Patrick Oppmann, is the long time CNN correspondent in Havana, and to remain in Cuba requires being "flexible" with regime demands on coverage. Nevertheless, his most recent report provides important information on the plight of 11J cuban political prisoners.

In a brief phone call from El Guatao, the women's prison in Havana where she is being held, protestor Mackyani Yosney Román Rodríguez decried the "awful" conditions of her incarceration. Román said she was arrested in July after clashes with police, whom she blamed for causing the violence in the working-class Havana neighborhood of La Guïnera where she lived. "It was terrible, the police arrived and just started shooting," she said. Román, 24, said she is charged with a long list of crimes, including sedition, and faces 25 years in jail. Two of her brothers also face lengthy prison sentences for allegedly taking part in the protests, she said.

Daniel Joel Cárdenas Díaz, a husband and father of two, also took part in the July 11, 2021 protests. His wife managed to record what happened next.

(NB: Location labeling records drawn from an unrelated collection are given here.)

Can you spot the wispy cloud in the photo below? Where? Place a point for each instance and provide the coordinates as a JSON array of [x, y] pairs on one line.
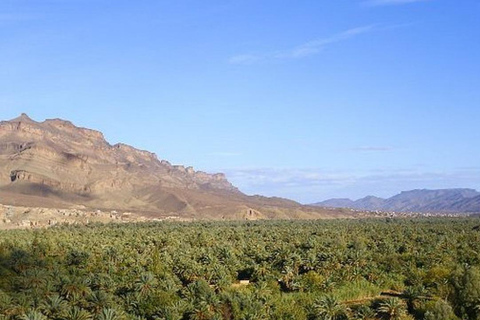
[[225, 154], [372, 149], [13, 17], [309, 185], [301, 51], [375, 3]]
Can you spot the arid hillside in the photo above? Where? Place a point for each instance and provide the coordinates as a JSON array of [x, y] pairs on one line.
[[54, 164]]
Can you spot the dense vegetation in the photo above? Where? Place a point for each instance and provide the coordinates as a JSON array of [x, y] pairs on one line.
[[366, 269]]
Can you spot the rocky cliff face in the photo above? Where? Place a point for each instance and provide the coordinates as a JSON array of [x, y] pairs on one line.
[[56, 158], [57, 164]]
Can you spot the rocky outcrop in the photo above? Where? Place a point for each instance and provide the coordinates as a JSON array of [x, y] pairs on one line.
[[57, 164]]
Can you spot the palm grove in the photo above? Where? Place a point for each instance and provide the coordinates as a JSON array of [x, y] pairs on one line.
[[357, 269]]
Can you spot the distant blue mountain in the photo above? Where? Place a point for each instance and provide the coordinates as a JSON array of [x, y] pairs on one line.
[[419, 200]]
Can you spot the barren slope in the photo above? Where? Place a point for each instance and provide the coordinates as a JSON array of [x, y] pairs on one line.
[[56, 164]]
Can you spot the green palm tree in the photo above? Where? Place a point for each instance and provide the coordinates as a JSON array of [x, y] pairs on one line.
[[54, 306], [329, 308], [392, 308], [145, 284], [76, 313], [33, 315], [110, 314]]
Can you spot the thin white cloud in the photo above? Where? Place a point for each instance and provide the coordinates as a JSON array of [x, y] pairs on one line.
[[375, 3], [372, 149], [225, 154], [309, 185], [301, 51], [13, 17]]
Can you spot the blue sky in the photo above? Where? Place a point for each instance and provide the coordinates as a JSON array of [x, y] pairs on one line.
[[301, 99]]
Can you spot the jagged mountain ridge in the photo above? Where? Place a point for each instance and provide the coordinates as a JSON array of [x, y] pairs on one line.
[[420, 200], [57, 164]]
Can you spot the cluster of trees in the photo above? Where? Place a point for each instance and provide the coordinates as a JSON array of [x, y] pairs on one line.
[[356, 269]]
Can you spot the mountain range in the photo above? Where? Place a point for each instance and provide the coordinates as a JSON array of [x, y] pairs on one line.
[[55, 164], [442, 200]]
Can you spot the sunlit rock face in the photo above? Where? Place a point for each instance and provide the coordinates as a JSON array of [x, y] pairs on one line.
[[57, 164]]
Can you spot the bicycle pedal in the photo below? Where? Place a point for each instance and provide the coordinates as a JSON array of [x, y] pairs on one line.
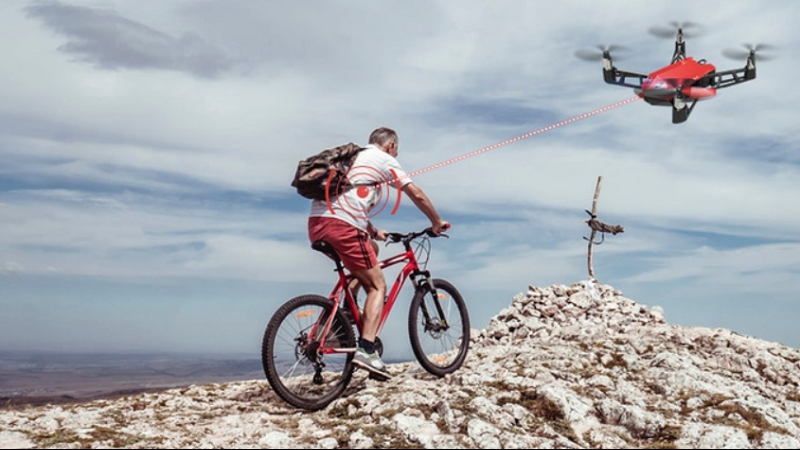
[[378, 377]]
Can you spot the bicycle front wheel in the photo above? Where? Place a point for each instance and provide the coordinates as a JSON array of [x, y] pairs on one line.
[[300, 370], [439, 328]]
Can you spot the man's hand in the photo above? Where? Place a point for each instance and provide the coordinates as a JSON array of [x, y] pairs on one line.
[[439, 227]]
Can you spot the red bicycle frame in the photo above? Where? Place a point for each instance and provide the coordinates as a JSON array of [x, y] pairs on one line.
[[410, 269]]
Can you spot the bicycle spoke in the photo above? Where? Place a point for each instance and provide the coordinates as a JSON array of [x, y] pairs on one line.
[[297, 368], [439, 328]]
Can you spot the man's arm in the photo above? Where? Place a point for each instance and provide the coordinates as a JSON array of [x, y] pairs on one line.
[[421, 200]]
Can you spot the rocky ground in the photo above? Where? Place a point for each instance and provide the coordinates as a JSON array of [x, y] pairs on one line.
[[575, 366]]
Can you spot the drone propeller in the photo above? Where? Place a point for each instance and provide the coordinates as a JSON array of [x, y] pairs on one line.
[[749, 49], [596, 54], [690, 30]]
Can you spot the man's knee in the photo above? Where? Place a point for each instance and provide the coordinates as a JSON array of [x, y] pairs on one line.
[[371, 279]]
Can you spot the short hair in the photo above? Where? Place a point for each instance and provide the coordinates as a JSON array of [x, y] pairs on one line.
[[382, 136]]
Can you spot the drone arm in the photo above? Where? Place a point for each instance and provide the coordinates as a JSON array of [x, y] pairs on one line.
[[613, 75], [727, 78]]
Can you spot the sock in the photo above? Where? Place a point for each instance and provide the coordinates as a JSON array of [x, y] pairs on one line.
[[368, 346]]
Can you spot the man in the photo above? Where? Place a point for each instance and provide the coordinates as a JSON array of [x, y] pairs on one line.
[[345, 225]]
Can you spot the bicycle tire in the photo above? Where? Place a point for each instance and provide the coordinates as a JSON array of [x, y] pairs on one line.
[[439, 350], [291, 362]]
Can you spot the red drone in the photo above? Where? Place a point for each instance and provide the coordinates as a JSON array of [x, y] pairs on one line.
[[682, 83]]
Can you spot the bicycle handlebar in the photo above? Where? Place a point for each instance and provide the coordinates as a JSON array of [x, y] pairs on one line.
[[405, 238]]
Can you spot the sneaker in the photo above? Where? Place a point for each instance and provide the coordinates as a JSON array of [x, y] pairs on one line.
[[372, 363]]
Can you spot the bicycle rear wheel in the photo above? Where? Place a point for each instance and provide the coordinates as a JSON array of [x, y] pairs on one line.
[[299, 371], [440, 340]]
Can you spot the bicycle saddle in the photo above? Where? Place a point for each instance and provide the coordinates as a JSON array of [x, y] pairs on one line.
[[324, 247]]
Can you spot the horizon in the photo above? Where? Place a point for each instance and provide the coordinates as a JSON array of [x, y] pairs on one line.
[[147, 154]]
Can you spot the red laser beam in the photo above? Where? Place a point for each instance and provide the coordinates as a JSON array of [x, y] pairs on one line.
[[523, 136], [396, 180]]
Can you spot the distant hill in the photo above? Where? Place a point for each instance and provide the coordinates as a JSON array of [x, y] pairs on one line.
[[561, 367]]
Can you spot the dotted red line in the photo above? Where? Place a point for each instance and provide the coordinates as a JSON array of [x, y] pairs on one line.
[[521, 137]]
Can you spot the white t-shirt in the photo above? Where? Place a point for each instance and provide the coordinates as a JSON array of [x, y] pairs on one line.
[[372, 171]]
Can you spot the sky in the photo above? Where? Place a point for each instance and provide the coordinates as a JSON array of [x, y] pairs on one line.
[[147, 150]]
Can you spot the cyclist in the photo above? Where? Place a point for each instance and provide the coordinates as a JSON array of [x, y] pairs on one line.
[[345, 225]]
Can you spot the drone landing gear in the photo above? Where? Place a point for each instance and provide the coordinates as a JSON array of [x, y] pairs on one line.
[[681, 111]]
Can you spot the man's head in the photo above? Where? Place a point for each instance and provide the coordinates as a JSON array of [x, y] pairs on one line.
[[385, 138]]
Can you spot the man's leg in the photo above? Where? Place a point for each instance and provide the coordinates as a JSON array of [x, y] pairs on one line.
[[366, 357], [355, 285], [374, 284]]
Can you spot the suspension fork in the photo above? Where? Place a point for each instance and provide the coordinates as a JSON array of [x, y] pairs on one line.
[[427, 281]]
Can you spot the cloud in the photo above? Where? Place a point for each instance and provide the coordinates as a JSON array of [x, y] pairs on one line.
[[106, 40]]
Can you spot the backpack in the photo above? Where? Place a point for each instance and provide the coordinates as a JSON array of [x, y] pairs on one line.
[[326, 169]]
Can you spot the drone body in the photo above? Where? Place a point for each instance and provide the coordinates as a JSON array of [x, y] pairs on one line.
[[682, 83]]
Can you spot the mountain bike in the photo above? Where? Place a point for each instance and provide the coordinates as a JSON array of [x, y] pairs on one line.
[[310, 341]]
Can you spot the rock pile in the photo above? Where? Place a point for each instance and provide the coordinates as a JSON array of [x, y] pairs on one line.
[[575, 366]]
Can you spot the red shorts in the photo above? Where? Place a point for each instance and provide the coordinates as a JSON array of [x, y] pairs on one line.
[[352, 244]]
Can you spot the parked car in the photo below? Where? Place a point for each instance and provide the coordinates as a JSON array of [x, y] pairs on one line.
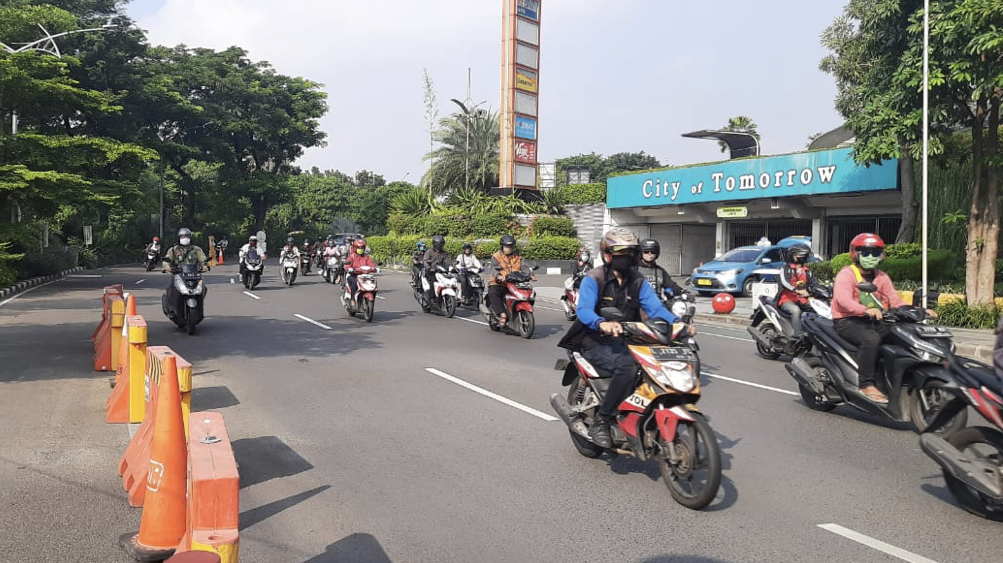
[[736, 270]]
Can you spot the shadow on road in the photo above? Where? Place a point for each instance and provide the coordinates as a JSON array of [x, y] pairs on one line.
[[266, 458], [251, 517], [357, 548]]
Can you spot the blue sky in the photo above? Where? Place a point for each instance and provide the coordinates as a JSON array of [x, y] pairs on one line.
[[615, 75]]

"Two days later, after police had quelled the protests across much of the island,  [Marbelis Vázquez Hernández] said that police and Cuban "black beret" special forces appeared outside the couple's home and began battering down the door. Vázquez managed to record two brief videos with her phone as police forced their way into the home, guns drawn. She says she hid the phone between her legs to keep it from being taken and sheltered with her young children as police fired at her husband. She said that one of the rounds grazed the back of his head. 'When I saw him on the floor they were hitting him with a baton," she said. "He was hurt on the floor covered in blood, in a huge pool of blood. I thought he was dead.' While the video Vazquez took shows a pool of blood on the floor of her home, CNN was not able to independently confirm the extent of her husband's injuries.In a third video taken after police took her husband away, Vázquez shows the blood on the floor and cries to her neighbors who have gathered at her front door, 'They have destroyed my house!'"

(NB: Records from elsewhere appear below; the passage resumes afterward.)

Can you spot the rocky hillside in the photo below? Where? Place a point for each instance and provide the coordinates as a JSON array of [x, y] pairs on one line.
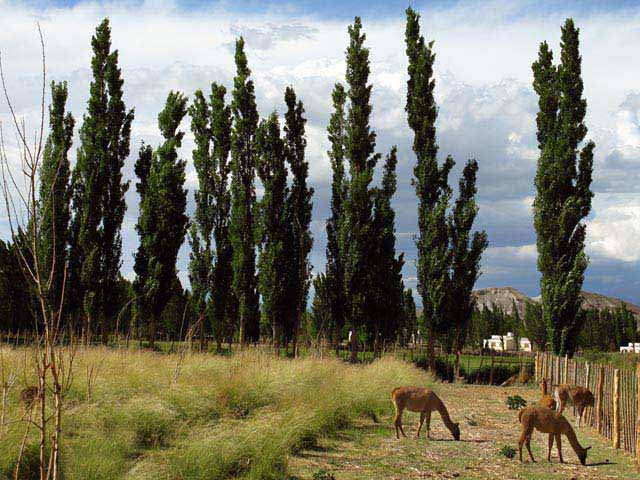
[[506, 297]]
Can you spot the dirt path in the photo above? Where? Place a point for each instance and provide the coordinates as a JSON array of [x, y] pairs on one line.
[[371, 451]]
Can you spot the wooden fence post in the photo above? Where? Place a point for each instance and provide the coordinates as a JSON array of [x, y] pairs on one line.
[[616, 408], [599, 400]]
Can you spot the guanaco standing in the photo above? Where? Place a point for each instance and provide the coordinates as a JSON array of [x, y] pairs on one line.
[[425, 401], [548, 421]]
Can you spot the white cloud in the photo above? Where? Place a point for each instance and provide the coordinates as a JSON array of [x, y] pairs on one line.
[[487, 108], [614, 232]]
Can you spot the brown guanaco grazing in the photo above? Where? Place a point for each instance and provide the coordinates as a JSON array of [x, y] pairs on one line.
[[28, 396], [581, 397], [425, 401], [548, 421], [546, 400]]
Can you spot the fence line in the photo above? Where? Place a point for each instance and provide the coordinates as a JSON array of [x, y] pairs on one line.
[[616, 413]]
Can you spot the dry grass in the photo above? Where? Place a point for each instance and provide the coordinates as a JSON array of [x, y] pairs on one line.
[[223, 417], [371, 451]]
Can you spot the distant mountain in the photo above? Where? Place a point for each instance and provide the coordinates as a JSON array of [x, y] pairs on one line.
[[505, 297]]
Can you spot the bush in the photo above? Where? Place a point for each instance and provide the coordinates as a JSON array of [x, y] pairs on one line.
[[444, 371], [508, 451], [516, 402], [323, 475]]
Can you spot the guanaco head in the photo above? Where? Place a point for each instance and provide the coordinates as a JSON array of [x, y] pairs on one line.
[[590, 399], [583, 456], [456, 431]]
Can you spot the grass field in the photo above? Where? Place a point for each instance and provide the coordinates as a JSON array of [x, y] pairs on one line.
[[251, 416]]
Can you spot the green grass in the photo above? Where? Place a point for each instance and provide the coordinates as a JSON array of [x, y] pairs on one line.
[[626, 361], [241, 416], [370, 450]]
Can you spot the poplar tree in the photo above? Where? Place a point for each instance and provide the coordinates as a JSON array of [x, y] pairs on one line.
[[466, 252], [99, 203], [356, 229], [431, 183], [223, 301], [201, 230], [334, 281], [243, 199], [141, 257], [386, 270], [55, 193], [410, 320], [273, 256], [563, 195], [299, 208], [162, 224]]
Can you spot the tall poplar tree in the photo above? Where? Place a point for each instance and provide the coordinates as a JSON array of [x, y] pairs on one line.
[[356, 229], [243, 167], [99, 191], [223, 300], [162, 224], [410, 320], [335, 268], [273, 256], [299, 207], [201, 231], [55, 193], [386, 271], [466, 252], [563, 195], [431, 183]]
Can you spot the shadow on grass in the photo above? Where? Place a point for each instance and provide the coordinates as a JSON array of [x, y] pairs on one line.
[[599, 464], [462, 440]]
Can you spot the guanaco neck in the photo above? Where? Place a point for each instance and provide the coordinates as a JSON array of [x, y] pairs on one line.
[[573, 440], [446, 419]]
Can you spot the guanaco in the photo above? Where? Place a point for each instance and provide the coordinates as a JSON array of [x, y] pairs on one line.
[[581, 397], [28, 396], [425, 401], [548, 421], [546, 400]]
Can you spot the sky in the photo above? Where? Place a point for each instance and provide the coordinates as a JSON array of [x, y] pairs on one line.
[[487, 107]]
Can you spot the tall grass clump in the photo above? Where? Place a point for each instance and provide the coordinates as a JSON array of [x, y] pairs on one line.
[[239, 416]]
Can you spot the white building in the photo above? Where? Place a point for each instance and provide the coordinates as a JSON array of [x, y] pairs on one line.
[[507, 343], [631, 348]]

Marbelis Vázquez Hernández,  Daniel Joel Cárdenas Díaz and their two young children.

Cuban independent journalist Reinaldo Escobar in an essay published in Havana on January 29th, 2022 in 14ymedio reveals that Cubans who live on the island subject to the Castro dictatorship have only three options: "obedience, escape, or rebellion." Escobar offers an outline of each, and concludes with the costs to be paid for assuming each one of the three available options.

"The price of obedience is the surrender of oneself. The prize, the peace of not ending up in jail, and the security of counting on the assigned quota of misery."

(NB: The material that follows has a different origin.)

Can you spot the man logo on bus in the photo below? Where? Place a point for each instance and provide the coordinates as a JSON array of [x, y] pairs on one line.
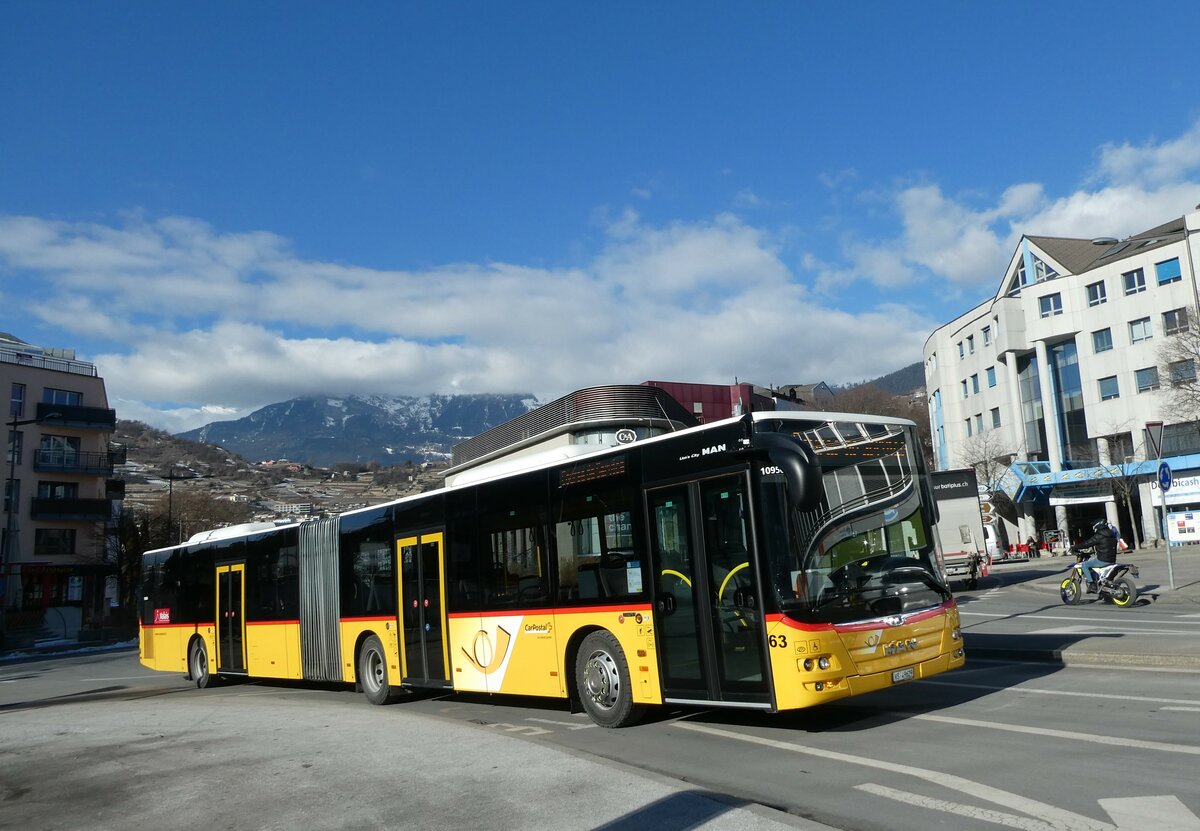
[[483, 656]]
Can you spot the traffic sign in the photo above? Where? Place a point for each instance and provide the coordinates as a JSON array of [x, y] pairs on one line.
[[1164, 477]]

"The price [of escape] is being uprooted, referring to metaphorical cultural, spiritual, familial roots which ground an individual to a place. The prize, if one arrives, are the fruits: the tangible fruits obtained through one’s own efforts."

"The price of rebellion during the last 63 years has been high: executions, long prison sentences, attacks on your reputation, prohibitions on leaving the country, the impossibility of practicing your profession. The prize is reduced, for the moment, to the satisfaction of knowing that you are doing what is correct."

This Castro regime's model of repression has been expanded to Venezuela, and Nicaragua, and threatens to expand elsewhere. Over the past twenty years both Russia and China have been aiding in this effort.

Mary Anastasia O'Grady in her January 30, 2022 column "Putin Is Already in Cuba and Venezuela: Now Russia and China are helping Maduro militarize the Colombian border," reveals the fact that the Russians are already embedded in Latin America, together with China, in Cuba, Venezuela, and Nicaragua, and are now threatening the sovereignty of Colombia.